Paleo stress contribution to fault and natural fracture distribution in the Cooper Basin

• We used image logs and faults from 3D seismic to build a structural model.
• We analysed the structures and extracted the paleo tectonic events.
• We used the faults and the fractures as input in iterative modelling to predict the paleo stress regimes.
• We used the predicted paleo stress regimes to model possible natural fractures.

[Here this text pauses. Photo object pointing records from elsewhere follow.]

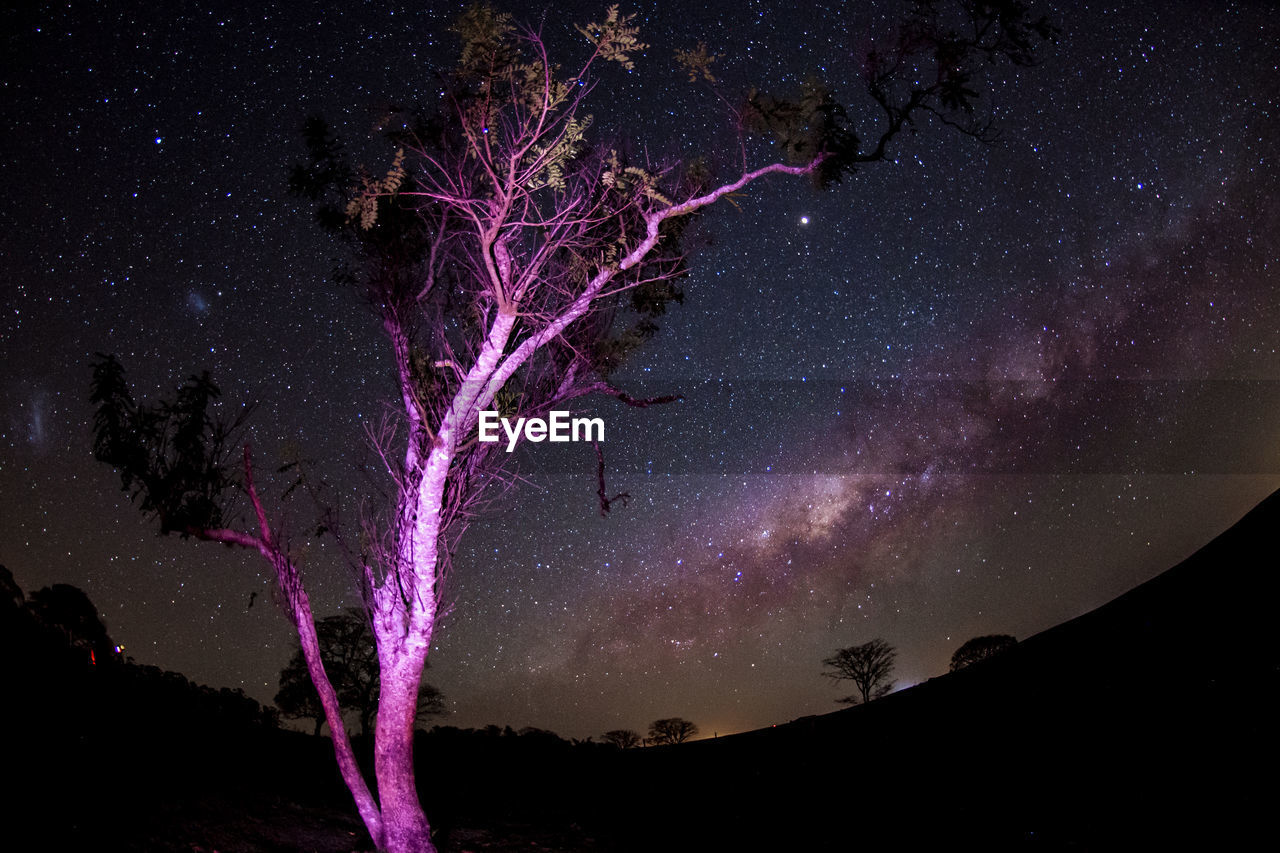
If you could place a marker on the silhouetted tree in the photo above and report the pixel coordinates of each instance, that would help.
(511, 264)
(10, 593)
(671, 730)
(979, 648)
(868, 666)
(68, 611)
(622, 738)
(297, 697)
(351, 660)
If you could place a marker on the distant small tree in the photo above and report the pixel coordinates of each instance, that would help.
(351, 658)
(68, 611)
(979, 648)
(297, 697)
(622, 738)
(671, 730)
(868, 666)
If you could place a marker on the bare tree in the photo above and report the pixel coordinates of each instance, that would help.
(671, 730)
(979, 648)
(868, 666)
(510, 264)
(622, 738)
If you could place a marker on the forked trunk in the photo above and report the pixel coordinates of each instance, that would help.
(405, 826)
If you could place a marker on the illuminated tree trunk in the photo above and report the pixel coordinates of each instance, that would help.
(405, 825)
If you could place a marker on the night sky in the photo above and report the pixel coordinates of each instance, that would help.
(976, 389)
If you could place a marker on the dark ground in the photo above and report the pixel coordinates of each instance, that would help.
(1146, 724)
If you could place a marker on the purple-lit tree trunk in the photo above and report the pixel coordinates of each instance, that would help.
(511, 301)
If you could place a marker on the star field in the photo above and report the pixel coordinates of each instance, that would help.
(973, 389)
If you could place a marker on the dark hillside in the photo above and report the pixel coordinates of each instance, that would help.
(1151, 719)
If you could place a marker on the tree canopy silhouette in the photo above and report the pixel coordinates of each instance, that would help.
(622, 738)
(512, 261)
(350, 656)
(868, 666)
(670, 730)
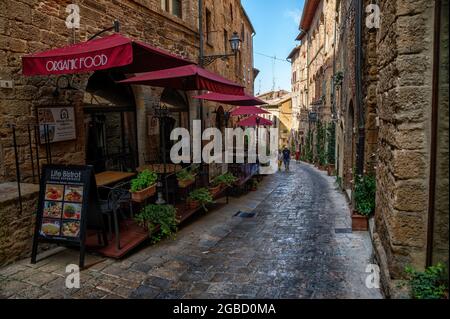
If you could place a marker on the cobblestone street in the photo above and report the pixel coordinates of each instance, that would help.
(298, 245)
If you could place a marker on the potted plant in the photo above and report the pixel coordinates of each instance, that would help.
(200, 197)
(364, 198)
(429, 284)
(225, 180)
(254, 185)
(160, 221)
(185, 178)
(144, 186)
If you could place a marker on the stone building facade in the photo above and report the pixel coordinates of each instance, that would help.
(390, 103)
(280, 106)
(411, 223)
(313, 70)
(28, 26)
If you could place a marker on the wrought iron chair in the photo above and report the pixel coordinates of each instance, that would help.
(111, 207)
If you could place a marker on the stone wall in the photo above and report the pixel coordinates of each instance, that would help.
(28, 26)
(346, 93)
(404, 45)
(16, 227)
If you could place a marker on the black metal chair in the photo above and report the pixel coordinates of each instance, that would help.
(118, 196)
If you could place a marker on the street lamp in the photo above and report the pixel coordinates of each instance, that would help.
(235, 43)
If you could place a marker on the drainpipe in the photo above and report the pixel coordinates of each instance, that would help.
(434, 132)
(200, 63)
(359, 99)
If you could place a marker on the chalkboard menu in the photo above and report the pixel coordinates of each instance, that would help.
(67, 201)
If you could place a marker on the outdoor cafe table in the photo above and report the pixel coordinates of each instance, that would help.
(159, 168)
(110, 177)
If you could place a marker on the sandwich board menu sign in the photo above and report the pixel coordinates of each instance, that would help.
(67, 203)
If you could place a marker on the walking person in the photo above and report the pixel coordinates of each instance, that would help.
(280, 159)
(286, 158)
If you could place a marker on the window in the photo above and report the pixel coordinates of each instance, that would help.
(174, 7)
(177, 8)
(208, 26)
(225, 40)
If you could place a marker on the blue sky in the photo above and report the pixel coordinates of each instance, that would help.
(276, 23)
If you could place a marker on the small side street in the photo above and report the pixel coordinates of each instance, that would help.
(301, 248)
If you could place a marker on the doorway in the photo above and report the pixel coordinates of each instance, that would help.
(110, 124)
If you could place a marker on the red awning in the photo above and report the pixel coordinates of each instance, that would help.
(187, 78)
(248, 110)
(255, 120)
(247, 100)
(105, 53)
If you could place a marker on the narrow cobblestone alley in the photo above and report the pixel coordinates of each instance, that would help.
(298, 245)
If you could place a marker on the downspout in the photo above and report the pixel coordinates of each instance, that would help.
(201, 56)
(434, 129)
(359, 99)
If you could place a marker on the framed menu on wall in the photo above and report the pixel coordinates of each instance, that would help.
(56, 124)
(67, 203)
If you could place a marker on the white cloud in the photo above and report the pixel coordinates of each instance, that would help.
(295, 15)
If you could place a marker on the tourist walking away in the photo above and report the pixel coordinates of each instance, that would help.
(286, 158)
(280, 159)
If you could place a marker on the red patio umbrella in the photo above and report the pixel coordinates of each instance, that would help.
(245, 100)
(248, 110)
(187, 78)
(254, 121)
(114, 51)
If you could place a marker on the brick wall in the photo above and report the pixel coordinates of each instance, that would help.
(404, 45)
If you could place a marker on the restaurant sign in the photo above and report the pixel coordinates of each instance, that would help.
(67, 204)
(56, 124)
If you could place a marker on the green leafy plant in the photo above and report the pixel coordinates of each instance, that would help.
(430, 284)
(185, 175)
(227, 179)
(253, 183)
(203, 196)
(144, 180)
(365, 193)
(194, 169)
(162, 216)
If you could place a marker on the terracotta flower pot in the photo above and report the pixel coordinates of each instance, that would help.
(185, 183)
(359, 222)
(142, 195)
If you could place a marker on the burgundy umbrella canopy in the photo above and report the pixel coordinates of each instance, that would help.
(245, 100)
(248, 110)
(255, 120)
(114, 51)
(187, 78)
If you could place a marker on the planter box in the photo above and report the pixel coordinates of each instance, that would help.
(359, 222)
(193, 204)
(142, 195)
(214, 190)
(186, 183)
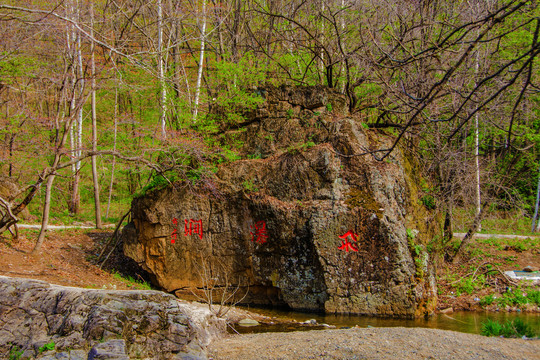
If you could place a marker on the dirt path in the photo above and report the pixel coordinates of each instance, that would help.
(372, 343)
(500, 236)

The contribution of the unconventional reservoirs to the global oil and gas production made it important to address the main factors that control high production from these reservoirs. Hydraulic fracturing that intersect natural fractures results in a high stimulated rock volume and high production. Over a decade of effort to use elastic dislocation and different types of restoration to predict fracture network didn't succeed fully in addressing this factor.We used image log fractures and fault network within an iterative boundary element method (iBEM3D) to predict the paleo-tectonic events and the fracture network in the Cooper Basin. The methodology was able to predict only the major tectonic events that occurred after the deposition of the Cooper Basin sediments and contributed to the formation of the natural fractures. As the methodology does not include fault elastic properties, fracture orientations near the faults showed unrealistic results and should not be considered as indicative for the actual natural fractures.The main trend of the Cooper Basin fractures was attributed to post Triassic inter-seismic relaxation after major tectonic compressional events, which resulted in a normal fault stress regime. However, the current day stress regime is believed to be also a major factor in forming some of the natural fractures. Hunter Bowen orogeny in the Late Triassic contributed less to the existing fractures. Whereas, Cainozoic compressional forces played no role in the formation of the Cooper Basin natural fractures.